Parameters are configuration settings that control how the LLM generates responses. These settings influence the model's behavior, creativity, randomness, and output characteristics. By adjusting parameters, you can fine-tune the model's responses to match your specific needs, whether you want more creative and varied outputs or more focused and deterministic results.

Parameters

Core Parameters

The following parameters are commonly available across most providers and form the foundation of LLM response control.

Response (tokens)

Controls the maximum number of tokens (words/word pieces) the model can generate in its response.
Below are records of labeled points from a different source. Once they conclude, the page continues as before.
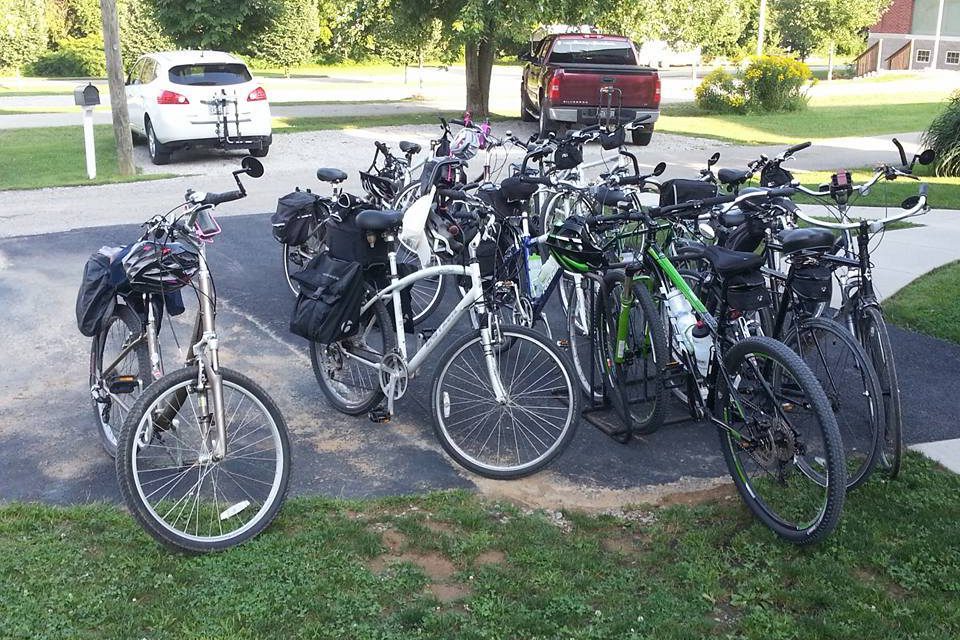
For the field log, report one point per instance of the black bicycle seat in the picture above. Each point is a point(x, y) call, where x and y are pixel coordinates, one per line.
point(326, 174)
point(379, 219)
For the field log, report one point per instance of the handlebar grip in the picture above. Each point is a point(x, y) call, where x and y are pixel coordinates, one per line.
point(220, 198)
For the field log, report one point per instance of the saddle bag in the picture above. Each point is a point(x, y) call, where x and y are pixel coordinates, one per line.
point(331, 294)
point(813, 282)
point(746, 291)
point(684, 190)
point(295, 217)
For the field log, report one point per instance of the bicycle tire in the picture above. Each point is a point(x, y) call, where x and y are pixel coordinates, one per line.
point(811, 338)
point(377, 319)
point(876, 341)
point(106, 430)
point(444, 407)
point(132, 489)
point(776, 353)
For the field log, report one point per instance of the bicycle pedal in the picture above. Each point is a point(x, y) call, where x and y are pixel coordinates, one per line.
point(379, 416)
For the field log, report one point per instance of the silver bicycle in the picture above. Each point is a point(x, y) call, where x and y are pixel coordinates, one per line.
point(503, 400)
point(203, 458)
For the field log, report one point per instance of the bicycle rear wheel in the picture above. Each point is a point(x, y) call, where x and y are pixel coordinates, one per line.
point(783, 452)
point(847, 377)
point(875, 339)
point(519, 434)
point(113, 395)
point(173, 487)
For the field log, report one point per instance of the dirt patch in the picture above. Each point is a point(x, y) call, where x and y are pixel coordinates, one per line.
point(549, 490)
point(492, 556)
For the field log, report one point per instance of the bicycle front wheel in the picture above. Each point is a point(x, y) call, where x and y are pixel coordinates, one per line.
point(783, 452)
point(521, 431)
point(174, 488)
point(847, 377)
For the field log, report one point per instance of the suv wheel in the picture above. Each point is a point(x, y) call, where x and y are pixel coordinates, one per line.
point(158, 152)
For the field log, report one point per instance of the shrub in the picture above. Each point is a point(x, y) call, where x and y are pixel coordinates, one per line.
point(720, 92)
point(76, 57)
point(776, 83)
point(23, 32)
point(943, 136)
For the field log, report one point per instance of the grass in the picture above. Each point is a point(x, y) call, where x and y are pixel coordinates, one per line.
point(826, 117)
point(930, 304)
point(54, 157)
point(451, 565)
point(324, 123)
point(944, 193)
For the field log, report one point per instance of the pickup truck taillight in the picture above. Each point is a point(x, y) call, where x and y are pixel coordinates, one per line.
point(171, 97)
point(553, 89)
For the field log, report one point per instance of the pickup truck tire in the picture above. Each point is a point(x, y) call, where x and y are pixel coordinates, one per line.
point(642, 138)
point(547, 126)
point(526, 110)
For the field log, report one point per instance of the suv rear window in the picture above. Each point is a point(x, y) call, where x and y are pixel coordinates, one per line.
point(592, 51)
point(209, 74)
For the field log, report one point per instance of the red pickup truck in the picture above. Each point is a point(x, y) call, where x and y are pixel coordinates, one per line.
point(565, 73)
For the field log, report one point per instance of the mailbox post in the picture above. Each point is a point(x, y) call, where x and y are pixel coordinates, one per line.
point(87, 97)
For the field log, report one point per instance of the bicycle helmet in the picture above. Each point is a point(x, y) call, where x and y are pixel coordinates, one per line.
point(574, 247)
point(153, 267)
point(465, 144)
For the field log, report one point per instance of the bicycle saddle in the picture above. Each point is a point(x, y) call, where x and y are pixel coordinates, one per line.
point(326, 174)
point(727, 262)
point(409, 147)
point(732, 176)
point(794, 240)
point(379, 219)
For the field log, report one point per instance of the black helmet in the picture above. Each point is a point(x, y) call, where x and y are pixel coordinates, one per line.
point(155, 267)
point(574, 247)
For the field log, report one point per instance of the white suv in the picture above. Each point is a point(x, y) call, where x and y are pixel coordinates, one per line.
point(184, 99)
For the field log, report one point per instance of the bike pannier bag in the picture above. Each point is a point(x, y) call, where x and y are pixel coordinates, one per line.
point(813, 282)
point(295, 216)
point(747, 291)
point(331, 294)
point(97, 295)
point(684, 190)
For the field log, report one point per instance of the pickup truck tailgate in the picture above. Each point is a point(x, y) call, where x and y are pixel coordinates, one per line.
point(580, 85)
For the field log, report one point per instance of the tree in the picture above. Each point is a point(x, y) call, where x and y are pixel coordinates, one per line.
point(23, 32)
point(290, 33)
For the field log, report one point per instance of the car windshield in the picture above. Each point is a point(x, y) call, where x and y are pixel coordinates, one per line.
point(592, 51)
point(210, 75)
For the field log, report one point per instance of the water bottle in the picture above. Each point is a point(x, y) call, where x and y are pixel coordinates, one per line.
point(702, 346)
point(683, 319)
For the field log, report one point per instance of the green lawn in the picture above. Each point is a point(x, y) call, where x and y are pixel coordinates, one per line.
point(450, 565)
point(828, 117)
point(930, 304)
point(54, 157)
point(944, 193)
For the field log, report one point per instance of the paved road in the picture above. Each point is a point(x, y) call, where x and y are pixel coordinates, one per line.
point(48, 449)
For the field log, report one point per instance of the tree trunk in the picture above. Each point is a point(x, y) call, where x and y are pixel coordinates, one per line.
point(479, 67)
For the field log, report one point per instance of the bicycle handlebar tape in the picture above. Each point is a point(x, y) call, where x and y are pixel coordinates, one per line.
point(220, 198)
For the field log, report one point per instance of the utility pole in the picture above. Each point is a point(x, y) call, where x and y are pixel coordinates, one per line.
point(118, 96)
point(762, 19)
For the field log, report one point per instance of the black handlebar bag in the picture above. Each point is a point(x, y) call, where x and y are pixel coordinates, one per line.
point(331, 294)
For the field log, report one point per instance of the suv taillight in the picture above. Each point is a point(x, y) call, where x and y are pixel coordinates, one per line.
point(170, 97)
point(553, 89)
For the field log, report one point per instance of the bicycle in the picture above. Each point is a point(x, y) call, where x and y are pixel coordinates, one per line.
point(203, 458)
point(778, 435)
point(502, 400)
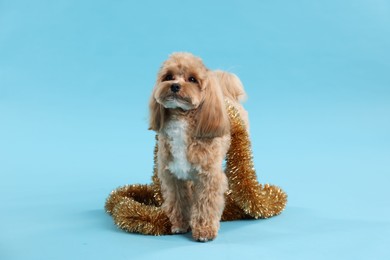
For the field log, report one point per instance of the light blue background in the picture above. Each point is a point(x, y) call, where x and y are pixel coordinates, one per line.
point(75, 79)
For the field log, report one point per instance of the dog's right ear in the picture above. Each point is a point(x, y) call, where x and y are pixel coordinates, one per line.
point(157, 114)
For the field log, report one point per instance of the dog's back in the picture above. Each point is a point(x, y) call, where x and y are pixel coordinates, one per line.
point(233, 90)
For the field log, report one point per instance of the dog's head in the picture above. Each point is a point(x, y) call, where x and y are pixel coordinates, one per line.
point(184, 83)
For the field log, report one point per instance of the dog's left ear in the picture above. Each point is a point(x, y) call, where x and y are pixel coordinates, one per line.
point(212, 117)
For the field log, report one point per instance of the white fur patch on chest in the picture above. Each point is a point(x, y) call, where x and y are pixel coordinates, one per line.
point(176, 131)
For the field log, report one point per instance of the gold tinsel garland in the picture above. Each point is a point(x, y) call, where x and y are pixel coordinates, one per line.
point(137, 208)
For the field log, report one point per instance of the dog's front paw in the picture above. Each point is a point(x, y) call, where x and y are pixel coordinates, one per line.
point(204, 234)
point(176, 229)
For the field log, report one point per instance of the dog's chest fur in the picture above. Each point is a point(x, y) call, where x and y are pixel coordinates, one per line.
point(176, 131)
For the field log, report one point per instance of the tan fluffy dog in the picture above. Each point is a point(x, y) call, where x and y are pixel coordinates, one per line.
point(187, 110)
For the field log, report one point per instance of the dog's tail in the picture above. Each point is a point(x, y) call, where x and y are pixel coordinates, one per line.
point(231, 86)
point(233, 90)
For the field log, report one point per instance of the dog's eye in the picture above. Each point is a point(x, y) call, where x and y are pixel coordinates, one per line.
point(192, 79)
point(168, 77)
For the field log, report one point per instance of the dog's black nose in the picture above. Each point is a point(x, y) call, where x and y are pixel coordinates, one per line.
point(175, 88)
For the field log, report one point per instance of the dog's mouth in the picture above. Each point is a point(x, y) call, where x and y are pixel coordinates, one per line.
point(173, 101)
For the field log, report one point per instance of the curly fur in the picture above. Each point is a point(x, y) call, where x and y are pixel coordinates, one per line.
point(188, 112)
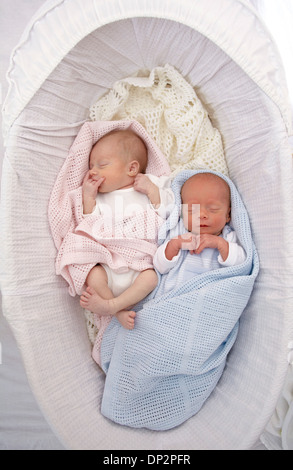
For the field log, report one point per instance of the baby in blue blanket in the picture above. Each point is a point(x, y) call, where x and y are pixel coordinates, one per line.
point(206, 208)
point(160, 374)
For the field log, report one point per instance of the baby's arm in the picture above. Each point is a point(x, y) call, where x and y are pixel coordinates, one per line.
point(167, 255)
point(90, 188)
point(230, 252)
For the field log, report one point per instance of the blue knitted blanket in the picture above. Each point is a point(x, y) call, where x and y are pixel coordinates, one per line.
point(160, 373)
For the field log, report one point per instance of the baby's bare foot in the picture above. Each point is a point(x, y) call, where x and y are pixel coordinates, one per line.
point(126, 318)
point(94, 302)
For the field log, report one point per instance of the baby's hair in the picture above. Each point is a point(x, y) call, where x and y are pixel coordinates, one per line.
point(133, 146)
point(211, 177)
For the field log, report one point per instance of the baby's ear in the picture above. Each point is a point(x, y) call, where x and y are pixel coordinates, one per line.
point(133, 168)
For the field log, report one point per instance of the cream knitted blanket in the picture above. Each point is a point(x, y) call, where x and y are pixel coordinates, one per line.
point(170, 111)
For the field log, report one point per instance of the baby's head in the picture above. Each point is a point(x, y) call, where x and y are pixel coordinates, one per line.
point(118, 157)
point(206, 203)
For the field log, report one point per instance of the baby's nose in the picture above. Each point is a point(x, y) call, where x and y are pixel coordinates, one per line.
point(202, 213)
point(93, 172)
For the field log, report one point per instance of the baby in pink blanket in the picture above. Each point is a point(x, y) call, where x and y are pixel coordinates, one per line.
point(117, 187)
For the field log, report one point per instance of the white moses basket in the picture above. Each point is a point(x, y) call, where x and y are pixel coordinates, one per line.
point(71, 55)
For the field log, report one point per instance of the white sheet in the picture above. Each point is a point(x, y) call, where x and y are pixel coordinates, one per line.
point(22, 424)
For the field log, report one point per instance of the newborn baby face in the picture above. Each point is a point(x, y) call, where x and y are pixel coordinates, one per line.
point(206, 204)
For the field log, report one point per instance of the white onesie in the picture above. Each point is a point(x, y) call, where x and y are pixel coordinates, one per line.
point(124, 203)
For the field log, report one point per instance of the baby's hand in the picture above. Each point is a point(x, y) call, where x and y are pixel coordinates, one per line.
point(91, 185)
point(142, 184)
point(189, 241)
point(213, 241)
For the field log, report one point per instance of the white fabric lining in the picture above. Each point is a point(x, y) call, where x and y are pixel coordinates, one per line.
point(266, 332)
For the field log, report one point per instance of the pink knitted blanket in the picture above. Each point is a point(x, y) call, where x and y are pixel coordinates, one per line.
point(83, 242)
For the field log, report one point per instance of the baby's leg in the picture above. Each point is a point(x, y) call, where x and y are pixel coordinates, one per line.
point(97, 280)
point(144, 283)
point(97, 285)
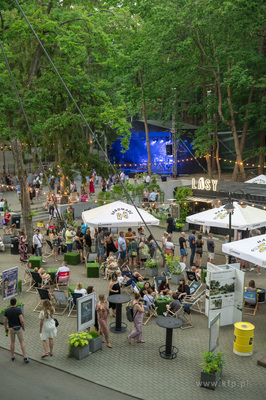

This parameter helps manage response length and prevents excessively long outputs. Setting a lower value creates shorter responses, while higher values allow for more detailed outputs.

Response tokens

Temperature

Controls the randomness and creativity of the model's responses. Lower values make outputs more focused and deterministic, while higher values increase creativity and variability. A temperature of 0 makes the model always choose the most likely next token, resulting in consistent outputs, while higher values introduce more randomness. Note that the temperature range may vary depending on the provider.

Temperature

Top K

Limits the model's token selection to the K most likely next tokens at each step. For example, with Top K set to 50, the model only considers the 50 most probable tokens when generating the next word. Lower values make responses more focused, while higher values allow more diverse word choices.

Top K

Top P

Also known as nucleus sampling, this parameter considers tokens based on their cumulative probability mass. With Top P set to 0.9, the model considers the smallest set of tokens whose probabilities add up to 90%. This creates a dynamic vocabulary size that adapts to the prediction confidence at each step, often working more effectively than Top K for maintaining quality while allowing creativity.

Top P

Presence Penalty

Reduces the likelihood of the model repeating topics or concepts that have already appeared in the conversation. Higher values encourage the model to explore new topics and avoid redundancy. This parameter applies penalties based on whether a token has appeared before, regardless of frequency. It's particularly useful for maintaining diverse and engaging conversations.

Presence Penalty

Frequency Penalty

Penalizes tokens based on how frequently they appear in the generated text. Unlike Presence Penalty, this parameter increases the penalty proportionally to how often a token has been used. Higher values reduce repetitive words and phrases, encouraging more varied vocabulary usage. This helps prevent the model from getting stuck in repetitive patterns.

Frequency Penalty

Additional Parameters

Some providers offer additional parameters beyond the core set. These provider-specific parameters may include options for controlling output format, safety filters, advanced sampling techniques, or model-specific settings like repetition penalties, logit bias, or streaming options. For detailed information about these additional parameters, please refer to your specific provider's documentation.